I was going along just fine with Turn The River, probably because there is some part of me that identifies with pool halls and bars, those seedy, dimly-lit places where life is lived on the margins and all of the business is transacted with cash and nobody has a last name. I may have been a gangster in a previous life - or there may be the blood of la cosa nostra running in my own veins, I don’t know. (Such are the things one sometimes wonders when one’s forebears were born and raised in North Jersey.)

But anyway...I was zipping along just fine with this one, even if the dialogue was sort of sophomoric and the editing was choppy and there were way too many shots of Quinn (Rip Torn) looking sagely across the room like he knew strange things were afoot in his pool hall but also knew that he wasn’t about to make a move to alter the course of those events. Perhaps writer-director Chris Eigeman knew that his lines of dialogue were coming out flat, try though Famke Janssen and Rip Torn might to make them seem interesting; and perhaps Eigeman tried to use the camera in a more subtle fashion to show knowing glances or impart understanding. I would say that the results are mixed, and I would say further that that is being charitable. This movie appeals to the Bukowski-esque side of me, but that doesn’t mean it’s very good.

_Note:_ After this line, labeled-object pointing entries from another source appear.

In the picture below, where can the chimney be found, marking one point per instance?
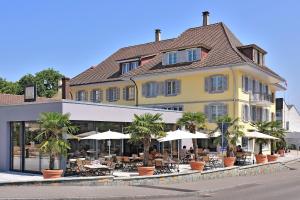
(205, 18)
(65, 87)
(157, 35)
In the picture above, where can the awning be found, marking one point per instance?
(108, 135)
(181, 134)
(255, 134)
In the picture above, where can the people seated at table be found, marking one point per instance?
(239, 149)
(191, 151)
(166, 155)
(183, 152)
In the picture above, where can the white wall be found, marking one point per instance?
(78, 110)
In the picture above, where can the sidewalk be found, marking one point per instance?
(203, 188)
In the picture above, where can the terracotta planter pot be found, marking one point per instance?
(146, 171)
(197, 165)
(281, 152)
(272, 158)
(56, 173)
(229, 161)
(260, 158)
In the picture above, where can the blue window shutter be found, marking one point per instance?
(208, 84)
(144, 90)
(198, 53)
(156, 85)
(100, 95)
(117, 94)
(162, 88)
(124, 93)
(178, 86)
(107, 95)
(225, 82)
(165, 59)
(92, 96)
(207, 111)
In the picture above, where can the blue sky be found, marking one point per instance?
(71, 35)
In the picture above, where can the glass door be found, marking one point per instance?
(16, 146)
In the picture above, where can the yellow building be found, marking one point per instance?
(204, 69)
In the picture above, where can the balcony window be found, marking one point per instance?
(172, 58)
(96, 96)
(129, 93)
(193, 54)
(113, 94)
(214, 111)
(128, 66)
(81, 95)
(216, 84)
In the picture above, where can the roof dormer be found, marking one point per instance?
(128, 65)
(183, 55)
(254, 52)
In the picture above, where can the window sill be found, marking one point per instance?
(170, 95)
(216, 92)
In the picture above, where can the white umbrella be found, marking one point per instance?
(181, 134)
(255, 134)
(108, 135)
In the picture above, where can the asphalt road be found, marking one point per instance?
(281, 186)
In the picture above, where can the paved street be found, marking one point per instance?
(284, 185)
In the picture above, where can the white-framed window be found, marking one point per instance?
(255, 56)
(129, 93)
(171, 87)
(216, 83)
(192, 55)
(215, 110)
(81, 95)
(245, 113)
(172, 58)
(112, 94)
(133, 65)
(245, 142)
(150, 89)
(170, 107)
(96, 96)
(128, 66)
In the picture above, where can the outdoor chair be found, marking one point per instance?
(81, 170)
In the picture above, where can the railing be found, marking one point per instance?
(261, 97)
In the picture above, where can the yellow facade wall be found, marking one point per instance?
(193, 95)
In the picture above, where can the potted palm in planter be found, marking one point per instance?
(274, 129)
(231, 132)
(53, 127)
(142, 129)
(193, 121)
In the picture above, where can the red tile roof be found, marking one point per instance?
(223, 50)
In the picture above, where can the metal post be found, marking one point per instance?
(222, 131)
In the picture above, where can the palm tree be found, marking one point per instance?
(53, 127)
(143, 128)
(193, 121)
(272, 128)
(231, 130)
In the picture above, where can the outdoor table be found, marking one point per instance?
(97, 169)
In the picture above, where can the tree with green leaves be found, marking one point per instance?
(7, 87)
(232, 132)
(193, 121)
(47, 82)
(143, 128)
(53, 128)
(24, 81)
(272, 128)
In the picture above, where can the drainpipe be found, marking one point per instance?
(137, 92)
(234, 92)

And that’s before we even get to the end. The penultimate scene, when the truck comes to rest against the parking light pole, should have been the last scene. It still would have been lame, but it would have been revisionist enough to have been mildly interesting. But no, there’s that last scene - one last shot of Gulley coming to the pool hall - Quinn, undoubtedly rousted from his old digs for aiding and abetting, has a new place - to get a letter from his mom that Quinn has for him.

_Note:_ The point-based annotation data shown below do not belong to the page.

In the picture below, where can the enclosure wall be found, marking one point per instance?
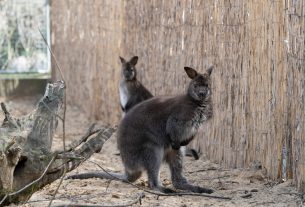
(256, 46)
(86, 40)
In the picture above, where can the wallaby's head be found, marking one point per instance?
(129, 71)
(200, 85)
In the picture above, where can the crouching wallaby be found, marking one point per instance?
(154, 130)
(133, 92)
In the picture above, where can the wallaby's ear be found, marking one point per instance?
(192, 73)
(133, 61)
(209, 70)
(122, 60)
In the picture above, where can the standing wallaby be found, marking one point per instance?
(154, 130)
(131, 90)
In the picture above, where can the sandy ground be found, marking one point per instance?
(233, 183)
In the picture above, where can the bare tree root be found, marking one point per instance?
(26, 160)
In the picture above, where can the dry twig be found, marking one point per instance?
(137, 200)
(158, 193)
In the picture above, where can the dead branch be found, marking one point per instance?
(25, 148)
(138, 199)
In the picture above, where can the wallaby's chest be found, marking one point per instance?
(189, 127)
(124, 94)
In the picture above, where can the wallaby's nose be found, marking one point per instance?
(203, 93)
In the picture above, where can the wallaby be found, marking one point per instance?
(133, 92)
(154, 130)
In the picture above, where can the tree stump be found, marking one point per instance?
(25, 148)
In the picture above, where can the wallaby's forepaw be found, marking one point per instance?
(198, 189)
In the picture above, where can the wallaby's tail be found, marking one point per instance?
(101, 175)
(192, 153)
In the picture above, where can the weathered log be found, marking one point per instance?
(26, 160)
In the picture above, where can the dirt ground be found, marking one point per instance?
(234, 183)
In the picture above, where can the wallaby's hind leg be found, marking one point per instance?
(152, 165)
(175, 159)
(132, 176)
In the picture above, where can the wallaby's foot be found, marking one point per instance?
(164, 190)
(193, 188)
(198, 189)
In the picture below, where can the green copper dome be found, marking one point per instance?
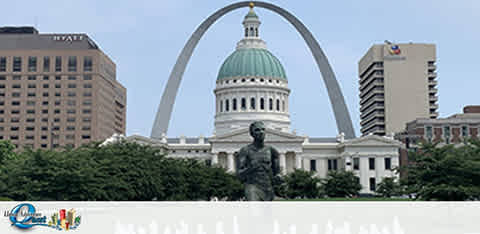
(251, 62)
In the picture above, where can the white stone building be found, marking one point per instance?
(251, 86)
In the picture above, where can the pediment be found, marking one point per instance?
(243, 135)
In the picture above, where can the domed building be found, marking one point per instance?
(252, 85)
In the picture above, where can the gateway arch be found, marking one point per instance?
(340, 110)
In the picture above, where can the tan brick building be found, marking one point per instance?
(57, 90)
(398, 84)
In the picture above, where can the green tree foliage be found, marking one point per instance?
(120, 171)
(445, 173)
(389, 187)
(300, 184)
(341, 183)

Ugh. Really? In a lot of ways - sort of - this movie is like Frozen River. Both protagonists commit serious crimes and rationalize their actions by convincing themselves that they are helping their kids. Frozen River succeeds because Melissa Leo, playing the lead, shows the desperation that motivates her actions in her facial expressions, her voice, her body language. Janssen gives it the old college try in Turn The River, but doesn’t even come close to what Leo achieved.

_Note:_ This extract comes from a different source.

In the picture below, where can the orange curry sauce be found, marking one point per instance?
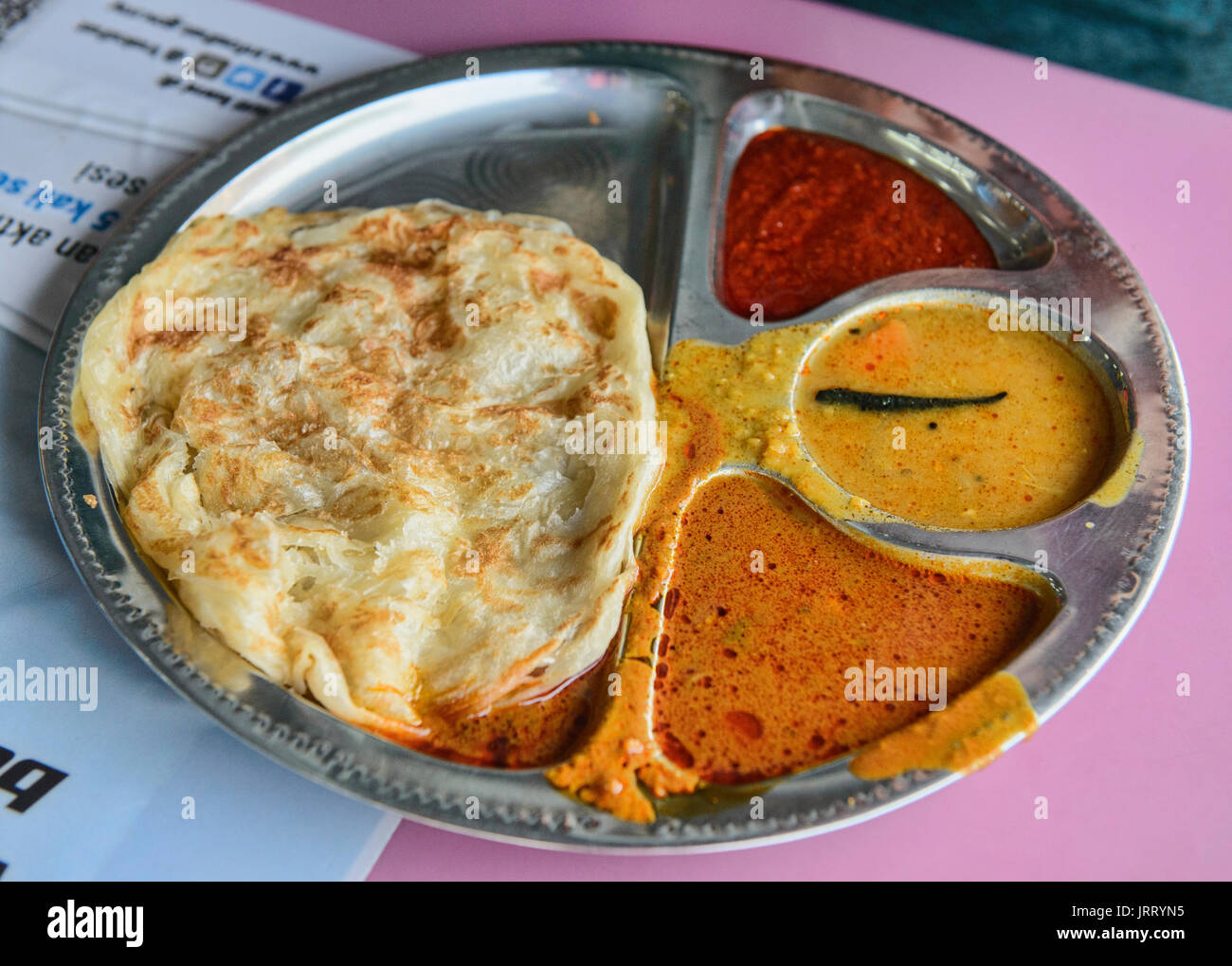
(769, 609)
(752, 608)
(809, 217)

On the whole, I think Eigeman misses the mark with Turn The River, even though I wanted to like it. There is nothing really bad about the movie, but there’s also nothing that’s really excellent, either; it’s a very okay movie that stumbles in the third act. It’s possible, I think, that it could have been more than it is, though there is only one somewhat striking example of a missed opportunity that comes to mind. After Kailey (Janssen) absconds with Gulley, there is a scene with Kailey’s ex-husband and his new wife in which he explains to her what Kailey told him to say - that Kailey would take better care of Gulley than they could. His wife, with phone in hand and about to call the police, asks him if Kailey is right, and then repeats the question when her husband doesn’t answer. You can tell that he almost confesses that Kailey would do a better job taking care of Gulley - and there is a sense of the dramatic tension that might have unfolded if Eigeman had, say, extended the confessional scene between husband and wife and mixed it with scenes of Kailey and Gulley making a successful getaway.

Eigeman and Janssen attended a screening of this film at this year’s Indianapolis International Film Festival and conducted a brief question and answer session after the screening, during which Eigeman said that Janssen had spent a not inconsiderable amount of time learning to play pool for the role. He also noted that all of the shots she made in the movie are shots she made on her own - no special effects required. Okay. One wonders, though, what might have resulted had as much care been taken with the story and the editing as was taken with teaching the lead to shoot pool.